It is well known in the antitrust community that the Justice Department is searching for cases to bring against dominant firms that have violated the antitrust laws. One such firm may be Monsanto. In fact, the prices of patented seeds sold by agribusiness giant Monsanto, which make up a majority of the seed market for some staple crops, have roughly doubled in the past decade, leading to new scrutiny by the Justice Department’s Antitrust Division. Given the importance of those crops to the food supply, government antitrust proceedings against Monsanto could potentially have a huge impact. Most immediately, farmers, biotech firms, and agribusiness competitors of Monsanto such as the Dow Chemical Company, DuPont, BASF or Syngenta AG, may be impacted by any decision made by the Justice Department.
The specific issue of concern is that Monsanto’s “Roundup Ready” soybean and corn seeds, which produce plants that can survive treatment with the company’s popular weed-killer Roundup, comprise 93% and 80% of their respective markets.
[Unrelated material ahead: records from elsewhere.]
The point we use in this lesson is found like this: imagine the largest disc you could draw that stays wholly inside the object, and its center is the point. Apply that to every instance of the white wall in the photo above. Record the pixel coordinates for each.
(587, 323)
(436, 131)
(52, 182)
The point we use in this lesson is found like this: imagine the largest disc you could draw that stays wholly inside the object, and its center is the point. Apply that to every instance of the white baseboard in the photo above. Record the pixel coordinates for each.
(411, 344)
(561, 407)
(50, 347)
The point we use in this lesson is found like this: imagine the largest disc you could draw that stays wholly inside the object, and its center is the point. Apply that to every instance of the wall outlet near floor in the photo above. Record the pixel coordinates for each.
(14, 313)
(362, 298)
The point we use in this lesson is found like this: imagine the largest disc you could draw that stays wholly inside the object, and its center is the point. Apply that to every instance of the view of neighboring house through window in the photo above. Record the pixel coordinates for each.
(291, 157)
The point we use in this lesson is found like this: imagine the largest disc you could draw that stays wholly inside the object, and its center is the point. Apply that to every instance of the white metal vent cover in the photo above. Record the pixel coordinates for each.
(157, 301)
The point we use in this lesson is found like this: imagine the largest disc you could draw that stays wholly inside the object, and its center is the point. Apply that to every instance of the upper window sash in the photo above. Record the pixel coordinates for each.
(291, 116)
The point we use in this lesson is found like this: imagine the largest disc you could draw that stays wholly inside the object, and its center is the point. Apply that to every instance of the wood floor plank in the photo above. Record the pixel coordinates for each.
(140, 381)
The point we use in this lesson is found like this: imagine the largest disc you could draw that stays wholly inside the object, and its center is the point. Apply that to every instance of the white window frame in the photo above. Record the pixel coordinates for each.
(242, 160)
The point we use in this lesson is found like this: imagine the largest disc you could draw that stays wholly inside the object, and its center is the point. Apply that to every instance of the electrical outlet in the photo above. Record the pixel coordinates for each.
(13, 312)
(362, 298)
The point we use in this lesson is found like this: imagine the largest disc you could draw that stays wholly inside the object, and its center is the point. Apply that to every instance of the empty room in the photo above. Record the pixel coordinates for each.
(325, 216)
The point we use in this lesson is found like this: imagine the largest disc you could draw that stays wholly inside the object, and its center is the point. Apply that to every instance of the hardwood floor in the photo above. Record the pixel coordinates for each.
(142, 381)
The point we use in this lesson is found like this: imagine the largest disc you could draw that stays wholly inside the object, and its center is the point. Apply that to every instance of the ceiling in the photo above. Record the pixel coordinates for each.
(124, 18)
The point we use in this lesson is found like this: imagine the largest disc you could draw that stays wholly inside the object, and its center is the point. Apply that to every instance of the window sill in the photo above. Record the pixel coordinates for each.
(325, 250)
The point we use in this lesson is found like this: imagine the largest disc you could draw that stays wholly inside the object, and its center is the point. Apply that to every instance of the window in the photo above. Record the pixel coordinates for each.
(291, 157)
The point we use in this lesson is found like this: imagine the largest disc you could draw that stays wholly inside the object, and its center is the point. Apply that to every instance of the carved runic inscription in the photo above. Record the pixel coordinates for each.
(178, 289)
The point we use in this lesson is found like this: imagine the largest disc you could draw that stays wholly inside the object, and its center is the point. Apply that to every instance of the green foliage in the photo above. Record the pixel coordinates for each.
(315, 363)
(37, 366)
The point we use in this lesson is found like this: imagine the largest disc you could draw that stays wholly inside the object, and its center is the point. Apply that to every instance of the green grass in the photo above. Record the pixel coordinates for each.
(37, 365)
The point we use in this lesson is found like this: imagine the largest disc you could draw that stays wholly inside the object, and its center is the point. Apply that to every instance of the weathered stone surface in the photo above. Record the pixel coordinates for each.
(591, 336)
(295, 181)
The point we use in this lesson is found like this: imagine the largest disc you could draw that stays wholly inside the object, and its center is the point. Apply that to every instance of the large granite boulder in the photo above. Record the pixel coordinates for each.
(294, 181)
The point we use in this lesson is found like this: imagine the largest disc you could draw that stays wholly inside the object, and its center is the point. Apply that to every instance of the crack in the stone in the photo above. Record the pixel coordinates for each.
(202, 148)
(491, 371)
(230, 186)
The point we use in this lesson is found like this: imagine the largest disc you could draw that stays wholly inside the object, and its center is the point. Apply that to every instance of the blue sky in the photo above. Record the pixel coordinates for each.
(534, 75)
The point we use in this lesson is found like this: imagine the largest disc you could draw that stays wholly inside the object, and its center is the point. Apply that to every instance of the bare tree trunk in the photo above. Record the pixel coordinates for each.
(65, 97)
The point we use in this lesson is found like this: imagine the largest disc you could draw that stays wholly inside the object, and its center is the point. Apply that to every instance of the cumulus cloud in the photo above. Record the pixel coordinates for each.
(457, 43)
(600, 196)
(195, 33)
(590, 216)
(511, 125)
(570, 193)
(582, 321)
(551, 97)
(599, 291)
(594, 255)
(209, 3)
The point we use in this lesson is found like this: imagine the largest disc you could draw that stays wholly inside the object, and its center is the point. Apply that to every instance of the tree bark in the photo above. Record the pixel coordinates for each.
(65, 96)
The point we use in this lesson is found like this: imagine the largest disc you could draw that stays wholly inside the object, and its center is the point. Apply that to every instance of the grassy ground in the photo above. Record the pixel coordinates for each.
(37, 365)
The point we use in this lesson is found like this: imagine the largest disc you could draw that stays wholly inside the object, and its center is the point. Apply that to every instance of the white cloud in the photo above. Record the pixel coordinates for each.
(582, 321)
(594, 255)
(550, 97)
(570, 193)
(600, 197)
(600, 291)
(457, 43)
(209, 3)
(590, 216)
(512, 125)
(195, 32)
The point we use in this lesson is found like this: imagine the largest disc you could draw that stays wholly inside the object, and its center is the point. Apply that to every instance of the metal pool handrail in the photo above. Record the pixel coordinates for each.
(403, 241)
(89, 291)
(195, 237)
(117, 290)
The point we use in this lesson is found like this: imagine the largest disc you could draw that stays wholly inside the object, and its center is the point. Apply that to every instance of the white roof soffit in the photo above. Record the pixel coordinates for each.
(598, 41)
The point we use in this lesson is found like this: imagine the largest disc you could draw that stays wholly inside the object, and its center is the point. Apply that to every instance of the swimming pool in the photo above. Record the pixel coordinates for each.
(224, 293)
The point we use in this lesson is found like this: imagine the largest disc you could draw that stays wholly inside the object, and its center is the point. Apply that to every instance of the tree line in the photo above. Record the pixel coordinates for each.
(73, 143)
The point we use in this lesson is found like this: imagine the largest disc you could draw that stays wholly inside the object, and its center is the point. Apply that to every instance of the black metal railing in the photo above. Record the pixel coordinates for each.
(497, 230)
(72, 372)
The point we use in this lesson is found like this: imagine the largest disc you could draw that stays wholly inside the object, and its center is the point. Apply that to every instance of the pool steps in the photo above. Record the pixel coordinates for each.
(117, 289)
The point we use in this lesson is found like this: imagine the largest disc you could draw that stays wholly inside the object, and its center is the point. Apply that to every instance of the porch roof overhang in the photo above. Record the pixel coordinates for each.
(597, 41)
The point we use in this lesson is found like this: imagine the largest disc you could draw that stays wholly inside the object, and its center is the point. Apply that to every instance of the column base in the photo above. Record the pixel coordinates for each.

Prices for these seeds have reportedly increased faster than the crop yields that the seed technology enables. Monsanto confirmed that the Antitrust Division has recently asked the company for information, mostly relating to an antitrust claim leveled at Monsanto by its competitor DuPont in a patent infringement suit.
This signal of an investigation comes as the DOJ has stepped up its scrutiny of dominant firm conduct. Under the Bush administration, the agency filed no cases against alleged monopolists, instead focusing mostly on cartels. The Obama administration’s Assistant Attorney General for Antitrust, Christine Varney, recently said that the agriculture industries were a priority for the division. We will soon see whether that is the case.